Frank Lowson

Personal information
- Full name: Frank Anderson Lowson
- Born: 1 July 1925 Bradford, Yorkshire, England
- Died: 8 September 1984 (aged 59) Pool-in-Wharfedale, Yorkshire, England
- Batting: Right-handed
- Bowling: Right-arm offbreak

International information
- National side: England;
- Test debut: 26 July 1951 v South Africa
- Last Test: 21 July 1955 v South Africa

Career statistics
| Competition | Test | First-class |
| Matches | 7 | 277 |
| Runs scored | 245 | 15,321 |
| Batting average | 18.84 | 37.18 |
| 100s/50s | 0/2 | 31/72 |
| Top score | 68 | 259* |
| Catches/stumpings | 5/– | 190/– |
- Source: CricInfo, 7 November 2022

= Frank Lowson =

English cricketer

Frank Anderson Lowson (1 July 1925 – 8 September 1984) was an English cricketer, who played in seven Tests for England from 1951 to 1955. In first-class cricket, Lowson amassed 15,321 runs at an average of over 37, but had drifted away from the county game by his early thirties.

==Life and career==
Lowson was born in Bradford, Yorkshire, England. A right-handed opening batsman from the Bradford League, Lowson came late to first-class cricket and then was an instant success as an opening batsman for Yorkshire, scoring 1,799 runs in his first season, 1949, and partnering Len Hutton in the most prolific season of Hutton's career. The following year, 1950, Lowson was even better, scoring 2,152 runs and during the first half of the 1950s he continued a hugely productive partnership with Hutton, often being described as a Hutton clone.

The partnership moved into Test cricket against the South Africans in 1951. Lowson's first Test innings was 58 out of a first-wicket partnership of 99 with Hutton at Headingley, and he retained his place for the final match of the series at The Oval.

Lowson was then chosen for a gruellingly-long five-month Marylebone Cricket Club (MCC) tour of India, Pakistan and Ceylon (now Sri Lanka) in 1951–52, from which he emerged with mixed reviews. Many of the leading England players of the time opted out of this tour, Hutton included.

Lowson played in four of the five Tests against India, and made his highest Test score (68) in the first match. He scored more than 1,000 first-class runs on the tour, at an average of 44 runs per innings, but could average only 18 in the Tests. Wisden 's review of the tour said; "Lowson possessed more strokes and looked the most accomplished batsman on the side, but he had an unfortunate time in the Tests. His skill could not be denied and he seemed an England batsman all over, the only doubt being the question of temperament".

That tour marked the high-water mark of Lowson's career and he made only one further Test appearance, being an unsuccessful replacement for his county colleague Willie Watson at Headingley against the 1955 South Africans.

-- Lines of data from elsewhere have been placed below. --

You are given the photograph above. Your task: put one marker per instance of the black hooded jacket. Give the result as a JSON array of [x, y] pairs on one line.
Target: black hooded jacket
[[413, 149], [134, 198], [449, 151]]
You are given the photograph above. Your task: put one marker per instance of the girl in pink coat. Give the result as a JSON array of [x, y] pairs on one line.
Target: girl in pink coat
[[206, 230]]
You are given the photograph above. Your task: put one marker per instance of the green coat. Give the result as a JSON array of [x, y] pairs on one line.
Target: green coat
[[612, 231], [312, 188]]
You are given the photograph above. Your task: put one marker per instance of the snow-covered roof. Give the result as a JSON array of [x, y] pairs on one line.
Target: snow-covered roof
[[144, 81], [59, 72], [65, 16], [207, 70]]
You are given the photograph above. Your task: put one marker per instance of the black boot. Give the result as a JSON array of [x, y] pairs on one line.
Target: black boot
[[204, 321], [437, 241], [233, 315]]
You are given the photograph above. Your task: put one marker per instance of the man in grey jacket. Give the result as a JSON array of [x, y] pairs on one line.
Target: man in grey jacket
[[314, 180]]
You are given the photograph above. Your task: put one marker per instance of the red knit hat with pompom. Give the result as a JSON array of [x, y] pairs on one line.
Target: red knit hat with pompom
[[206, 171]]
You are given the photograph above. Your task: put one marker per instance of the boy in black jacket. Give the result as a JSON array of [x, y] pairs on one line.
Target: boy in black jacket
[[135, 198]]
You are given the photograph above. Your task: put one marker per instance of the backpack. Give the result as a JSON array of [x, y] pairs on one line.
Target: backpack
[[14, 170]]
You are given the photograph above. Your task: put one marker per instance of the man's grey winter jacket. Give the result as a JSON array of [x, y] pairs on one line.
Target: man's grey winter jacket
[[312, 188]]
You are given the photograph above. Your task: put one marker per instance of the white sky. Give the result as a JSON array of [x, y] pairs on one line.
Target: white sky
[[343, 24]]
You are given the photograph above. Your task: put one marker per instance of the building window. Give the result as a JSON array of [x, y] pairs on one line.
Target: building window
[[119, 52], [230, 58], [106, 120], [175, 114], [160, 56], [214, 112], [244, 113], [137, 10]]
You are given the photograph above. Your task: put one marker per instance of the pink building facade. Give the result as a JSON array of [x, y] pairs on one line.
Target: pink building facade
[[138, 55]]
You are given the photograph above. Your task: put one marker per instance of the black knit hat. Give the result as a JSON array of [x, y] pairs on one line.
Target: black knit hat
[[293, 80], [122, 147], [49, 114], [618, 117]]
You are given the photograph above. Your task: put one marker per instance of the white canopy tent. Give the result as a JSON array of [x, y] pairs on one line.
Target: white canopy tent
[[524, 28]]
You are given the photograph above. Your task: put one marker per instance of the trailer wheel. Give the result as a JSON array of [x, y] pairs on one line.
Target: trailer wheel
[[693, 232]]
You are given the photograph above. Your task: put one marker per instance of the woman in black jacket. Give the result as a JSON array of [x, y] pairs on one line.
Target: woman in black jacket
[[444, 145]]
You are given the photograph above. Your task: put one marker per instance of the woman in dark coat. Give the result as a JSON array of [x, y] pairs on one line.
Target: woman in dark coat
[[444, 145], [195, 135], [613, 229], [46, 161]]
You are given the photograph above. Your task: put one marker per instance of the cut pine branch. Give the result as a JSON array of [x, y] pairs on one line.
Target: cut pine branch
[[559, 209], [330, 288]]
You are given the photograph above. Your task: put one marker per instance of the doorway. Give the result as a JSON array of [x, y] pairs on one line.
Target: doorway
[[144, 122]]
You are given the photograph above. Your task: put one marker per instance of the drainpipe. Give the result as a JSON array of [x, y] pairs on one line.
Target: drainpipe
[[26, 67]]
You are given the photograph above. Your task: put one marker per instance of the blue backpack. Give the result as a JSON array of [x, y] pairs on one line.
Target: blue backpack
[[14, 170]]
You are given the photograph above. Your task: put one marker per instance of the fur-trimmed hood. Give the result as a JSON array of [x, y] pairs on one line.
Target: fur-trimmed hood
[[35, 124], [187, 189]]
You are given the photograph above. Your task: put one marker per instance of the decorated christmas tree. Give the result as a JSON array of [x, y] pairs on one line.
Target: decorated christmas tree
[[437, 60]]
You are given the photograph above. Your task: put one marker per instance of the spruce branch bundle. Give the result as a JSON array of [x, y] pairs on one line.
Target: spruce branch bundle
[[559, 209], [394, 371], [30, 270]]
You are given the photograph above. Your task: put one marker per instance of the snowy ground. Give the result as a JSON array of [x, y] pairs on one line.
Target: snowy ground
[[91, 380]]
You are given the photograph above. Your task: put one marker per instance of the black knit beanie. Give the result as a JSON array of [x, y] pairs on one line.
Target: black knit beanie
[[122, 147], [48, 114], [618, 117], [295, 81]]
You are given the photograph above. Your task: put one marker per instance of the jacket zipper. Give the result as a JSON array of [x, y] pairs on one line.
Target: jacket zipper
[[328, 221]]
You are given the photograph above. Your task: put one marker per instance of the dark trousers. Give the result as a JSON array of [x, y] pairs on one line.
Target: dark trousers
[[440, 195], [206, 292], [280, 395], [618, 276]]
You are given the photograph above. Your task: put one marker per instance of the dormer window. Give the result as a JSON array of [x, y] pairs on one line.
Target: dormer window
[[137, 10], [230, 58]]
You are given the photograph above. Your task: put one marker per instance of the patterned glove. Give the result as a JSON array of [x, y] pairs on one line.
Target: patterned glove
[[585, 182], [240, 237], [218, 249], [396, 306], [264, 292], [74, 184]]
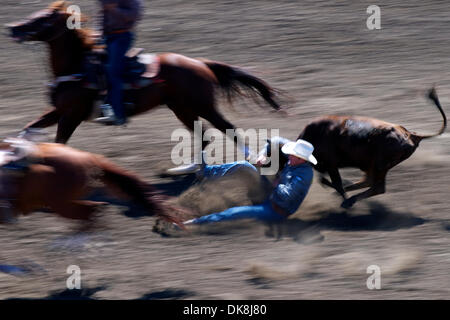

In county cricket, he did well in 1952, better in 1953 when he made his highest score, an unbeaten 259 against Worcestershire at New Road, and then performed well again in 1954. But Hutton's retirement in 1955 coincided with Lowson's worst season and though he returned to form in 1956, he was injured for part of 1957 and wholly out of form in 1958.

At the end of the 1958 season, Yorkshire having endured the least successful period in its history in terms of lack of County Championship success, the Yorkshire committee and new captain Ronnie Burnet decided to go for a policy of youth and dispensed with the services of several senior players, including Johnny Wardle, Bob Appleyard and Lowson. The move was a success in that Yorkshire won the Championship the following season, 1959, but Lowson went back to League cricket at the age of 33, and never played first-class cricket again. He went on to build a career in insurance.

Jim Kilburn, the former cricket correspondent of the Yorkshire Post, summed up Lowson's career when he wrote: "He had all the attributes of a Test cricketer except, perhaps, the driving force of ambition".

Lowson died in Pool-in-Wharfedale, Yorkshire, in September 1984, at the age of 59.

Lowson's family is still involved in the game. Two grandchildren of his cousin Charles (1921–2005) have been involved in the game, Alan Pritchard (born 1973) has played for Stafford Cricket Club whilst great-nephew (and grandson of Charles) Matthew (born 1990) is involved in the sport as an umpire.